External DNS provider update design and intent API

This section covers the design for how external DNS records are updated.

Create DNS Provider Intent

When instantiating a distributed app with user facing microservices, the Traffic Control Intent Set includes information to indicate the set of external DNS servers which should be updated with appropriate DNS records.  At the Project level, DNS Update Records are supplied to identify the type of DNS Provider to be updated along with a set of parameters required to perform the DNS record update.  The 'external-dns' package is used to perform DNS update to a selected set of DNS providers.  After the DNS Update  Records have been created, they can be associated with specific logical clouds or clusters utilizing the Key Value pair feature of those APIs.
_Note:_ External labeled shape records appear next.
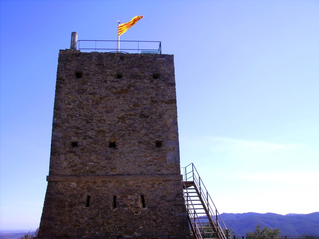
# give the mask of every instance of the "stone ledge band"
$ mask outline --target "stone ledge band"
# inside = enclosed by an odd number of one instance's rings
[[[182,181],[182,175],[52,175],[47,176],[48,182],[94,182],[103,181]]]

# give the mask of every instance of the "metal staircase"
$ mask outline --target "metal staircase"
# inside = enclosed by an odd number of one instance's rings
[[[228,239],[228,230],[192,163],[182,168],[188,220],[196,239]]]

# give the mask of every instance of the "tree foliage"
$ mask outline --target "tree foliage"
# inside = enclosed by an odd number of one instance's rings
[[[35,231],[33,232],[31,232],[31,231],[29,231],[29,232],[25,234],[24,236],[20,237],[20,239],[32,239],[33,237],[38,236],[38,232],[39,231],[39,228],[38,228],[35,230]]]
[[[278,238],[277,236],[280,234],[280,230],[278,228],[272,229],[266,226],[262,229],[260,223],[255,227],[255,230],[252,232],[247,232],[246,234],[247,239],[267,239]]]

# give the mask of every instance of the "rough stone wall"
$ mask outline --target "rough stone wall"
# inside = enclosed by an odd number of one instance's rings
[[[173,56],[60,50],[47,180],[39,237],[187,238]]]

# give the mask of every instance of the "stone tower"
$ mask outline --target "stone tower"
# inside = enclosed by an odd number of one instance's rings
[[[173,55],[60,50],[38,237],[186,238]]]

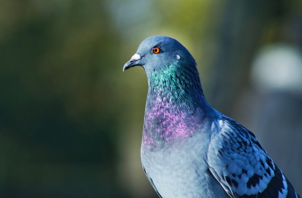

Each instance of a DNS Update Record has a unique name within the Project and is created and managed by the Traffic Controller API.  The record will contain all of the parameters needed to invoke 'external-dns' for that specific provider. 





The following example illustrates the DNS Update Record API. 

DNS Update Record API
URL: /v2/project/{project-name}/dns-update-records/ POST BODY: { "metadata": { "name": "name_of_dns_information_record", "description": "description of the DNS information", "userdata1": "some user data", "userdata2": "some different user data" }, "spec": { "provider": "coredns", "external-dns-parameters": { "oneOf": [ ## schema-like (array structure not in body) - one of the following is selected to match the 'provider' - e.g. 'coredns' in this case { "aws-zone-type": "public", "aws-zone-tags": "zone tags", "aws-assume-role": "arn:aws:iam::123455567:role/external-dns", "aws-batch-change-size": 1000, "aws-batch-change-interval": "1s", "aws-evaluate-target-health": true, "no-aws-evaluate-target-health": true, "aws-api-retries": 3, "aws-prefer-cname": true }, { "azure-config-file": "/etc/kubernetes/azure.json", "azure-resource-group": "resource group", "azure-subscription-id": "subscription id", "azure-user-assigned-identity-client-id": "client id" }, { "coredns-prefix": "skydns" }, { "rfc2136-host": "host.sample.com", "rfc2136-zone": "", "rfc2136-insecure": false, "rfc2136-tsig-keyname": "tsig key", "rfc2136-tsig-secret": "tsig secret", "rfc2136-tsig-secret-alg": "tsig secret alg", "rfc2136-tsig-axfr": "axfr", "request-timeout": "30s" } ], "contour-load-balancer": "heptio-contour/contour", ## from here on, possible parameters used by external-dns - not all required "fqdn-template": "template", "combine-fqdn-annotation": true, "ignore-hostname-annotation": true, "compatibility": "mate", "publish-internal-services": true, "publish-host-ip": true, "service-type-filter": "all", "domain-filter": "example.com", "exclude-domains": "example.com", "zone-id-filter": "zone filter", "tls-ca": "tls ca path", "tls-client-cert": "tls client cert path", "tls-client-cert-key": "tls client cert key path", "policy": "sync", "registry": "txt", "txt-owner-id": "default", "txt-prefix": "custom string", "txt-cache-interval": "30s", "interval": "30s", "once": true, "dry-run": true, "log-format": "text", "metrics-address": ":7979", "log-level": "info" } } }

The following shows an OpenAPI component definition of the above DNS Update Record structure (note: in progress).  Parameters with descriptions are shown in more detail.  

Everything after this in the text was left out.